In 1735, it was Ayscough as Chaplain to the Prince of Wales who was called on to give a sermon to the House of Commons to commemorate the "martyrdom of Charles I".

The boy's father retained Francis' services, but in 1749 he made a further appointment of an assistant to Ayscough. The new assistant, Lewis Scott, was a mathematician and a member of the Royal Society and it was through him that George III became the first British monarch to have a scientific education.

On the death of Frederick in 1751, Ayscough and North were both replaced by the Whig politicians. Ayscough was replaced by the Bishop of Norwich, Thomas Hayter.

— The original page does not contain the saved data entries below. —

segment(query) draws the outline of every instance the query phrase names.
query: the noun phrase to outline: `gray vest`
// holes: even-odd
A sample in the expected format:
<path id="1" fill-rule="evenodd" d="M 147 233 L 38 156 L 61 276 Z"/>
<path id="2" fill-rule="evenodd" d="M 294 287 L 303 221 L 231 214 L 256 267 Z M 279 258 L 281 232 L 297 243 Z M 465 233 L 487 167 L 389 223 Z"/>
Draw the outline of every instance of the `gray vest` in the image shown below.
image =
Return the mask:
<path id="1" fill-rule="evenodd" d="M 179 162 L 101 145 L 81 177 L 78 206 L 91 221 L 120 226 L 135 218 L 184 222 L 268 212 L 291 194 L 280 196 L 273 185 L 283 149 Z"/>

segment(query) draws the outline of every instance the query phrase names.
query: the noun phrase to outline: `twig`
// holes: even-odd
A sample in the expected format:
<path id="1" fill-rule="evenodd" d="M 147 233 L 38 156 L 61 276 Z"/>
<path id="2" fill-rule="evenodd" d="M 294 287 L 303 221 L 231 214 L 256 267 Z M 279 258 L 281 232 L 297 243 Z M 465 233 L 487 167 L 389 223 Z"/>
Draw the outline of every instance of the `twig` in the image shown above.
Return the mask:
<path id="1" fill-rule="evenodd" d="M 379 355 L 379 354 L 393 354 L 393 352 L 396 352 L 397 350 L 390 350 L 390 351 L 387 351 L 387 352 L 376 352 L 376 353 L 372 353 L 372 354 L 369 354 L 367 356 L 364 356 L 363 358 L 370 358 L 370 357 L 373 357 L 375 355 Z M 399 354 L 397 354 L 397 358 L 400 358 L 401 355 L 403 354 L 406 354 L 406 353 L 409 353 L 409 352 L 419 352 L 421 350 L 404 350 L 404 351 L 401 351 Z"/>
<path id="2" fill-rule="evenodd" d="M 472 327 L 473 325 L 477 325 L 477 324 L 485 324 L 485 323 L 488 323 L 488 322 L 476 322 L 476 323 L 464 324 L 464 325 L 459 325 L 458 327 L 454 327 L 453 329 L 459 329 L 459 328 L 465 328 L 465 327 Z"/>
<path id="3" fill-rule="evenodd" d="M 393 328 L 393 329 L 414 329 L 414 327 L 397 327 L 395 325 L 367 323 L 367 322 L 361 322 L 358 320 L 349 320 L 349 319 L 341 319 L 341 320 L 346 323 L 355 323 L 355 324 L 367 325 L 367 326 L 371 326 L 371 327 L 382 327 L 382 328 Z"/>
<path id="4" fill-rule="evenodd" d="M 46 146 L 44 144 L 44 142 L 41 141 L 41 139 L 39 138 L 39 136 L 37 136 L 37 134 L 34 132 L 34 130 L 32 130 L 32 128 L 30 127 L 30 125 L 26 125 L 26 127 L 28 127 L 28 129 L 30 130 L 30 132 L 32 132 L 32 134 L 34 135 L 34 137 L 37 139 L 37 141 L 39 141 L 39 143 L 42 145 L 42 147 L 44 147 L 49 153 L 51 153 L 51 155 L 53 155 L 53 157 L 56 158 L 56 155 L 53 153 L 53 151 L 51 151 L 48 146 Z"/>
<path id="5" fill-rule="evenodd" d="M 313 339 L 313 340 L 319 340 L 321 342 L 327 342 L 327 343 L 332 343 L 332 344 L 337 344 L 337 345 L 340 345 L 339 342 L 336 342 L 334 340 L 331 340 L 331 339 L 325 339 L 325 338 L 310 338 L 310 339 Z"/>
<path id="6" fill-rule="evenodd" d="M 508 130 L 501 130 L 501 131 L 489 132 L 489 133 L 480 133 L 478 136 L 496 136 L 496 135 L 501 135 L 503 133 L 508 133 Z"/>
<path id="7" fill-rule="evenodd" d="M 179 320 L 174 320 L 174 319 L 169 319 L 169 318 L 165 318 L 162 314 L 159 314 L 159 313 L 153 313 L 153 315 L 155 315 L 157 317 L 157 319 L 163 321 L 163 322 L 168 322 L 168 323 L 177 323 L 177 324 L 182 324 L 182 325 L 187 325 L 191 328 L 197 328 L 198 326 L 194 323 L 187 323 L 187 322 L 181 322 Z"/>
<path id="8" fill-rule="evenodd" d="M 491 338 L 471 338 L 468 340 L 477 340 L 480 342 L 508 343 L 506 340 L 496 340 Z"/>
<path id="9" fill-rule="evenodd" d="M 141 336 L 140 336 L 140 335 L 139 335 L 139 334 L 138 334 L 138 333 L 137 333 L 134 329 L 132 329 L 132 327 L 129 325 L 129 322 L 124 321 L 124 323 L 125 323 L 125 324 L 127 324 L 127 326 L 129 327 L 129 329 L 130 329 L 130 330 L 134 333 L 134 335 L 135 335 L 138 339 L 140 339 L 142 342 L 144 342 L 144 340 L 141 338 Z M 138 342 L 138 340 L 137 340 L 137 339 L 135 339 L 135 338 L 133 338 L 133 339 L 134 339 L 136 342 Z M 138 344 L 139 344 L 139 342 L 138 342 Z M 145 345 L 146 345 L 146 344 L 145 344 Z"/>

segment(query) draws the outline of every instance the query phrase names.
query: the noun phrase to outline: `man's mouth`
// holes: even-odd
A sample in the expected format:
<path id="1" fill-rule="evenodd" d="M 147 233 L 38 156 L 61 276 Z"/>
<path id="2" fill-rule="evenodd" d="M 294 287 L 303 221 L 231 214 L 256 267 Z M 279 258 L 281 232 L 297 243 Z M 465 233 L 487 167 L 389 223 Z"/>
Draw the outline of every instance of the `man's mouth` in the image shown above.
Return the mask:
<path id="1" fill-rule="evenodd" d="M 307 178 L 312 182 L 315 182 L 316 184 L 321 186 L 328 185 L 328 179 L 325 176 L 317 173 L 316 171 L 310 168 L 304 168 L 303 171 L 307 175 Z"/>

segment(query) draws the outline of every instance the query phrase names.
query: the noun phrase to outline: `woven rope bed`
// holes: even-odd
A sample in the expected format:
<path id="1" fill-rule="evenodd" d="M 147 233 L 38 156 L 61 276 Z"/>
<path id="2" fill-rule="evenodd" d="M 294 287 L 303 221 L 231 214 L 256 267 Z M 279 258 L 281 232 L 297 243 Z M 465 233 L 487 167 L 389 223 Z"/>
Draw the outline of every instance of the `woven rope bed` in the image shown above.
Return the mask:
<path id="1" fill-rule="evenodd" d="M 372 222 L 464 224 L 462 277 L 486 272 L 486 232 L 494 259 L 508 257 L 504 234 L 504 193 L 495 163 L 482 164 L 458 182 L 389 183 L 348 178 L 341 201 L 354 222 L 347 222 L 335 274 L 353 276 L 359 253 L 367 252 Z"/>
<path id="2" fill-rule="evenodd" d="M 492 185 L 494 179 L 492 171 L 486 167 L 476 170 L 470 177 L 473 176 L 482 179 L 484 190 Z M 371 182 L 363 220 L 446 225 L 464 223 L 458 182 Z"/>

In 1754, he officiated at the wedding of William Pitt and Hester Grenville. In 1755, he had a sermon published on the wrongs of "self murder".

In 1756, Ayscough became the Canon (of 12th prebend) for Winchester Cathedral, 1756–1763, Ayscough was also appointed to be the Dean of Bristol in 1761, a post that he also held until his death which took place in Bristol on 16 August 1763; he was buried in Bristol Cathedral three days later. Anne, his wife, outlived him and died in their house in London, on 16 August 1776, aged 64. Ayscough's children included Anne Augusta who became Lady Cockburn, and George Edward Ayscough who was a Guards officer and sometime dramatist.